O novo sistema seria capaz de coordenar grupos de 250 robôs, em solo e no ar, conferindo às frotas a habilidade de enfrentar situações complexas e ambientes imprevisíveis, de maneira autônoma. Por exemplo, lidar com a falta de visibilidade devido à fumaça em um combate sem precisar do controle de um ser humano.

inteligencia artificial robos militares - Universidade de Buffalo - Universidade de Buffalo
Estudantes criam ambiente simulado para demonstrar como robôs poderiam trabalhar juntos
Imagem: Universidade de Buffalo

"Os humanos não vão controlar cada robô individualmente. O nosso papel seria de criar a tática, como um supervisor. Centenas de robôs vão trabalhar sob o comando desse supervisor, mas com hierarquia e autonomia. Não é necessário dizer a cada um deles exatamente o que fazer, eles tomarão decisões independentes", disse Chowdhury.

O grande objetivo é fazer com que máquinas pensem mais como humanos e aprendam a trabalhar em grupo. Para isso, o projeto usa a chamada 'inteligência de enxame' (IE, ou swarm intelligence), que foca no comportamento coletivo em sistemas descentralizados. Assim, é possível realizar procedimentos complexos e significativos ao atribuir um papel definido para cada robô, da mesma maneira que acontece em um coral ou em uma companhia de dança.

"Em vez de usar um único robô de US$ 1 milhão, podemos empregar um grande número de robôs mais simples e baratos.

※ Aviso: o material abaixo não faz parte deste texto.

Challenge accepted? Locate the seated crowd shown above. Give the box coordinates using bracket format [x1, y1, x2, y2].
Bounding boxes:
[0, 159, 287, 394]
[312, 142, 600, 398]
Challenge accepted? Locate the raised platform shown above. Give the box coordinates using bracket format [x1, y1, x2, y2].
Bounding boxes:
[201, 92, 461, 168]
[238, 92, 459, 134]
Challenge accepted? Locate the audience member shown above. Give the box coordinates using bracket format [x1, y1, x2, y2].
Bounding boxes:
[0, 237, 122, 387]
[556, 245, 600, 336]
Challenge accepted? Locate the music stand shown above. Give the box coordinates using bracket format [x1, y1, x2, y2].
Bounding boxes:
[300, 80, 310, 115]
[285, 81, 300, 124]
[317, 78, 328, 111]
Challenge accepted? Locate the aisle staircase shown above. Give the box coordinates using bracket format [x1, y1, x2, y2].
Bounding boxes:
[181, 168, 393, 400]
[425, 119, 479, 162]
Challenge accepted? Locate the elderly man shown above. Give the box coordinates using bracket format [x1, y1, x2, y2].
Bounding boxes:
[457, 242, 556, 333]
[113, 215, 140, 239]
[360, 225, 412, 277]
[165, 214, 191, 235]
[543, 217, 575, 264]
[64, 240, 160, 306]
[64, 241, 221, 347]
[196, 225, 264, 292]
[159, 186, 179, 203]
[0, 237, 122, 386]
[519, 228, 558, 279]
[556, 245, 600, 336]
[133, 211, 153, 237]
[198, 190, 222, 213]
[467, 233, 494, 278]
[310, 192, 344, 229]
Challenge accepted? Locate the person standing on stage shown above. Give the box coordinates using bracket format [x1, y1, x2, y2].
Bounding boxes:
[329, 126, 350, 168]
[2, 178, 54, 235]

Há muitas aplicações para isso", afirmou Chowdhury.

Claro que é muito mais difícil treinar diversos robôs para realizarem atividades diferentes do que ensinar um único a realizar todo o processo. Acrescente ambientes imprevisíveis à equação e o desafio é ainda maior. Serão necessárias milhares de simulações para chegar no algoritmo - processo que deve ser acelerado com os experimentos com os jogadores.

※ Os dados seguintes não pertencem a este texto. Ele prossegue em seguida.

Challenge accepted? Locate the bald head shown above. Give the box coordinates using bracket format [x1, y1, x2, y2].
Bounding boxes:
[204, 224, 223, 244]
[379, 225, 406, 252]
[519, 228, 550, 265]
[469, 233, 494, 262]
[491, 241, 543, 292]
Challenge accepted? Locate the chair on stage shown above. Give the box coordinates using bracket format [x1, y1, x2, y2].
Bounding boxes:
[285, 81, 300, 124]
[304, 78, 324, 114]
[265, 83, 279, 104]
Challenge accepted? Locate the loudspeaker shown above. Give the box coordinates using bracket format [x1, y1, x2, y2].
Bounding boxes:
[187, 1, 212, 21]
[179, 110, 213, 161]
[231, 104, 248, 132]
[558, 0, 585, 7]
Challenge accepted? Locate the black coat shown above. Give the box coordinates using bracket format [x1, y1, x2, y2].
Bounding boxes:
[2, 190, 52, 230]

Chowdhury exemplificou: "Imagine uma sala de aula sem professor. Vamos aprender álgebra? Dá para usar livros e exercícios, mas levaria muito tempo. Vendo como os humanos jogam, as táticas e decisões estratégicas, o processo de aprendizagem da inteligência artificial seria acelerado".

A Darpa foi criada em 1958, por militares e pesquisadores dos Estados Unidos, em uma reação à vitória tecnológica da então União Soviética após o lançamento do primeiro satélite artificial, o Sputnik 1, no ano anterior.